Integration Between Cascade Region-Based Convolutional Neural Network and Bi-Directional Feature Pyramid Network for Live Object Tracking and Detection

Integration Between Cascade Region-Based Convolutional Neural Network and Bi-Directional Feature Pyramid Network for Live Object Tracking and Detection

Lehai Zhong Jiao LiFeifan Zhou Xiaoan Bao Weiyin Xing Zhengyong Han Jinsheng Luo 

School of Electronics and Information, Mianyang Polytechnic, Mianyang 621000, China

School of Information Science and Technology, Zhejiang Sci-Tech University, Hangzhou 310018, China

School of Electrical Engineering, Southwest Jiaotong University, Chengdu 610031, China

Corresponding Author Email: 
lijiao@mypt.edu.cn
Page: 
1253-1257
|
DOI: 
https://doi.org/10.18280/ts.380437
Received: 
5 March 2021
|
Revised: 
23 May 2021
|
Accepted: 
8 June 2021
|
Available online: 
31 August 2021
| Citation

© 2021 IIETA. This article is published by IIETA and is licensed under the CC BY 4.0 license (http://creativecommons.org/licenses/by/4.0/).

OPEN ACCESS

Abstract: 

The current target tracking and detection algorithms often have mistakes and omissions when the target is occluded or small. To overcome the defects, this paper integrates bi-directional feature pyramid network (BiFPN) into cascade region-based convolutional neural network (R-CNN) for live object tracking and detection. Specifically, the BiFPN structure was utilized to connect between scales and fuse weighted features more efficiently, thereby enhancing the network’s feature extraction ability, and improving the detection effect on occluded and small targets. The proposed method, i.e., Cascade R-CNN fused with BiFPN, was compared with target detection algorithms like Cascade R-CNN and single shot detection (SSD) on a video frame dataset of wild animals. Our method achieved a mean average precision (mAP) of 91%, higher than that of SSD and Cascade R-CNN. Besides, it only took 0.42s for our method to detect each image, i.e., the real-time detection was realized. Experimental results prove that the proposed live object tracking and detection model, i.e., Cascade R-CNN fused with BiFPN, can adapt well to the complex detection environment, and achieve an excellent detection effect.

Keywords: 

cascade region-based convolutional neural network (R-CNN), bi-directional feature pyramid network (BiFPN), live object tracking and detection

1. Introduction

In recent years, significant progress has been made in the detection of live objects like human and other animals, which provides technical support to semantic segmentation, cross-border tracking, and behavioral analysis. The relevant detection technologies have been widely applied in multiple fields, such as public security, image retrieval, as well as animal tracking and protection. However, the detection accuracy might be dragged down, if the target is occluded or small. To improve detection accuracy, target detection researchers are striving to mitigate the mistakes and omissions of live object detection [1].

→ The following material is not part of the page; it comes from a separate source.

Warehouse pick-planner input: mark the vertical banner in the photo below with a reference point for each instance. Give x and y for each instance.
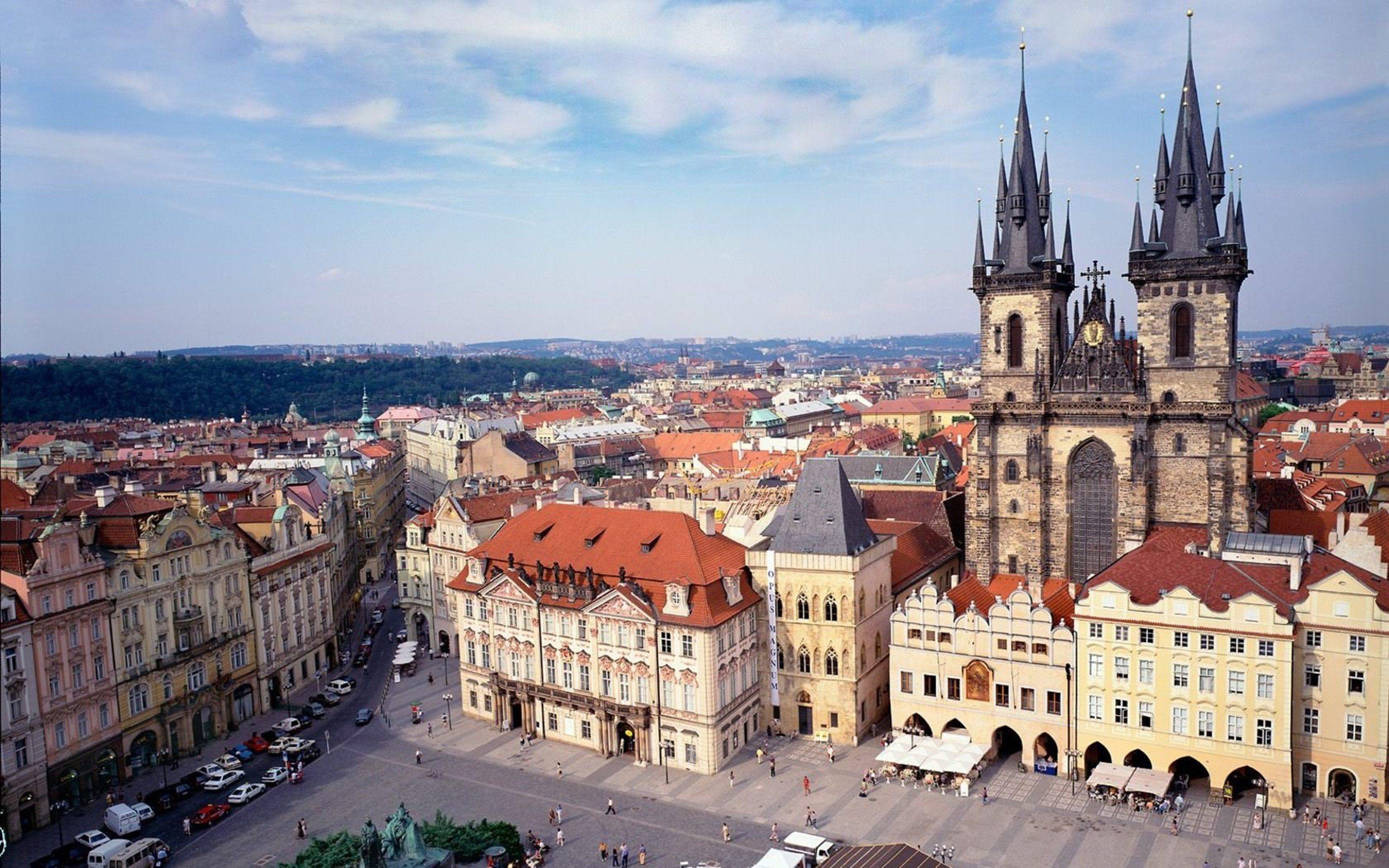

Traditional target detection methods mainly rely on machine learning. The detection algorithms can be decomposed into three phases: region selection, feature extraction, and target classification. During region selection, multiple candidate regions are obtained through sliding window operation or selective search. During feature extraction, the features of each candidate region are extracted through scale-invariant feature transform (SIFT) [2], and histogram of oriented gradients (HOG) [3]. During target classification, the targets are classified according to the features extracted in the second phase. The main classifiers are to support vector machine (SVM) [4], and adaptive boosting (AdaBoost) [5]. For live object detection, the quality of feature extraction directly determines the detection accuracy of small or occluded targets. The traditional target detection methods are inaccurate, and time-consuming, with a high omission rate. Considering the actual needs of live object detection, this paper tries to improve the phase of feature extraction.

The further development of deep learning (DL) enables the continuous improvement of the accuracy and speed of target detection algorithms, with the aid of multi-layer computing networks. More and more target detection methods have emerged based on deep convolutional neural networks (DCNNs) [6-9]. There are mainly two types of DL-based target detection networks: one-stage detection algorithms, and two-stage detection algorithms. One-stage detection algorithms directly generate the class probability and coordinates of the object, without needing region selection. Typical examples include single shot detection (SSD) and its derivatives [10], you only look once (YOLO) series [11], etc. Two-stage detection algorithms first perform region selection, and then classify candidates regions. Typical examples include region-based CNN (R-CNN) series [12], and various improved versions of R-CNN, namely, Fast R-CNN [13], and Faster R-CNN [14]. Cascade R-CNN [15] is a multistage extension of Faster R-CNN. Two-stage algorithms have lower error rate and omission rate than one-stage algorithms. Nevertheless, the above algorithms do not make full use of the context of the region of interest (ROI), and ignore the importance of shallow position information to the detection of small or occluded targets.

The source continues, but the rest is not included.